Diisopentyl ether

Administrative data

Link to relevant study record(s)

Description of key information

Key value for chemical safety assessment

Additional information

No data are available that describe the toxicokinetics of diisopentyl ether, therefore relevant substance properties and data from toxicity studies indicating systemic bioavailability were taken together to assess the general toxicokinetics of the substance.

 

Physical-chemical properties

Diisopentyl ether is a clear colourless liquid with a molecular weight of 158.3 g/mol. The octanol/water partition coefficient (Log Pow) is 5.1, the water solubility is 27.5 mg/L at 20°C.

Data from acute and repeated dose toxicity studies

Acute oral and inhalation toxicity studies

The available acute oral toxicity (dose levels: 2000 mg/kg bw) did not reveal any effects which indicate systemic availability of the substance (Phycher, 2011). However, in an acute inhalation study (single exposure of 4 hours to 2 and 7 mg/L) mortality was observed in the high dose group. At 7 mg/L, one male was found dead and the remaining two males were sacrificed for humane reasons on Day 1 post-exposure. Two females were found dead on Day 2 and one female survived the observation period of 14 days. At 2 mg/L, no mortality occurred. Macroscopic post mortem examination of the animals that were found dead or sacrificed for ethical reasons during the study revealed abnormalities at the lungs (dark red discolouration). No abnormalities were found at macroscopic examination of the surviving animals.

Subacute (28 days) oral toxicity study

A combined 28-day repeated dose toxicity study with the reproduction/developmental toxicity screening test was conducted with diisopentyl ether in rats by oral gavage (De Raaf-Beekhuijzen, 2012). Four groups of ten male and ten female Wistar Han rats were exposed by oral gavage to the test substance at 0, 100, 300 and 1000 mg/kg. Males were exposed for 29 days, i.e. 2 weeks prior to mating, during mating, and up to termination. Females were exposed for 41-47 days, i.e. during 2 weeks prior to mating, during mating, during post-coitum, and during at least 4 days of lactation. No treatment-related clinical abnormalities, differences in food consumption and body weight, and changes in haematology or clinical chemistry parameters were observed.

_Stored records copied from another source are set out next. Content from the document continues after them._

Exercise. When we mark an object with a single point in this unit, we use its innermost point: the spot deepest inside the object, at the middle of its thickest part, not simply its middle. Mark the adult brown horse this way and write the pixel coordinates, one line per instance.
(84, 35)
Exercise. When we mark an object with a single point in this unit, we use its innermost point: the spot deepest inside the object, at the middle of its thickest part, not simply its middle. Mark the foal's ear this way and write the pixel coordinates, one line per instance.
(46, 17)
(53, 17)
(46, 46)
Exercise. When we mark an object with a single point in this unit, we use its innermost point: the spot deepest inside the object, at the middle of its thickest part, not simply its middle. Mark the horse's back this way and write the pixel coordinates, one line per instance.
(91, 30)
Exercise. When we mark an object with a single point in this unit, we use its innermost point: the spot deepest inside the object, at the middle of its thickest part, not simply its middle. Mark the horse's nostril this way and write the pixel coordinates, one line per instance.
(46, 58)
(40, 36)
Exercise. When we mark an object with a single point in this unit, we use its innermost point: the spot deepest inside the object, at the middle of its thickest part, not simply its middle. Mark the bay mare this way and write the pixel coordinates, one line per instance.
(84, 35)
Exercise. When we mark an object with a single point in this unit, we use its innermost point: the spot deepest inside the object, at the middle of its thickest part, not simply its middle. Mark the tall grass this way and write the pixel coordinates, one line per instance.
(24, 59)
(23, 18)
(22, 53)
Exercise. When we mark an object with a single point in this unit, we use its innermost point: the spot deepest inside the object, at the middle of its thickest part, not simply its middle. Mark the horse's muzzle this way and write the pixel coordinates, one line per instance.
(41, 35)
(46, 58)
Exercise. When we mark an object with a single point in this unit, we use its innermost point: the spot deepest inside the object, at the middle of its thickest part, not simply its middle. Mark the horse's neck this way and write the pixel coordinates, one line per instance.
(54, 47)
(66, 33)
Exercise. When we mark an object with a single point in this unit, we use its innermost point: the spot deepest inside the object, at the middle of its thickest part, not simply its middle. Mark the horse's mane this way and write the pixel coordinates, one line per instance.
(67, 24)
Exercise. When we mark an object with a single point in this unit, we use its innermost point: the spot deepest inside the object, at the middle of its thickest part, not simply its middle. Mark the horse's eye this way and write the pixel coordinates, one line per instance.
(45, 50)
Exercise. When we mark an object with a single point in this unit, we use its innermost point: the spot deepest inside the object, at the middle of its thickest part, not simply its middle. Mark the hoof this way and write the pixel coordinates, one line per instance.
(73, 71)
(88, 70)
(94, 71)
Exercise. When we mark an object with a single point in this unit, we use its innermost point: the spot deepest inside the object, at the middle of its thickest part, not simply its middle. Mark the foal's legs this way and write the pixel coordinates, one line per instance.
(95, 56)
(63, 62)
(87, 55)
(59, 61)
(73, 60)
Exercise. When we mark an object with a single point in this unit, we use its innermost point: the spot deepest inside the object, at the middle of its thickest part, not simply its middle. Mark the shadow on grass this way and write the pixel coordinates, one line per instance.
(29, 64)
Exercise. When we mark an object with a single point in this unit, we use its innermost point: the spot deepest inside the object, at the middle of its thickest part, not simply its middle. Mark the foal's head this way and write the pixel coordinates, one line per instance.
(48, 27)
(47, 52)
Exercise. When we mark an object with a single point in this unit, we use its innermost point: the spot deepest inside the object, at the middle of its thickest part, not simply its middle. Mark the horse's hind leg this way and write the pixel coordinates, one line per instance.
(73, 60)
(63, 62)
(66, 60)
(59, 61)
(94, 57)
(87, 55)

Macroscopic examination at necropsy did not show any treatment-related gross pathology. Treatment-related microscopic findings were noted in the 1000 mg/kg treated rats in the thyroid (males), thymus (females) and liver (both sexes), and in the kidneys (males) of the 100 mg/kg, 300 and 1000 mg/kg treated rats.

 

Absorption figures used for the DNEL derivation

In the absence of substance specific quantitative data on absorption, 100% absorption is assumed for the inhalation and 50% for the oral route. Both the results of the acute and sub-acute study indicate absorption of the test substance.

Based on the absence of dermal absorption data, it is assumed that the dermal bioavailability is equal to oral bioavailability (worst case scenario).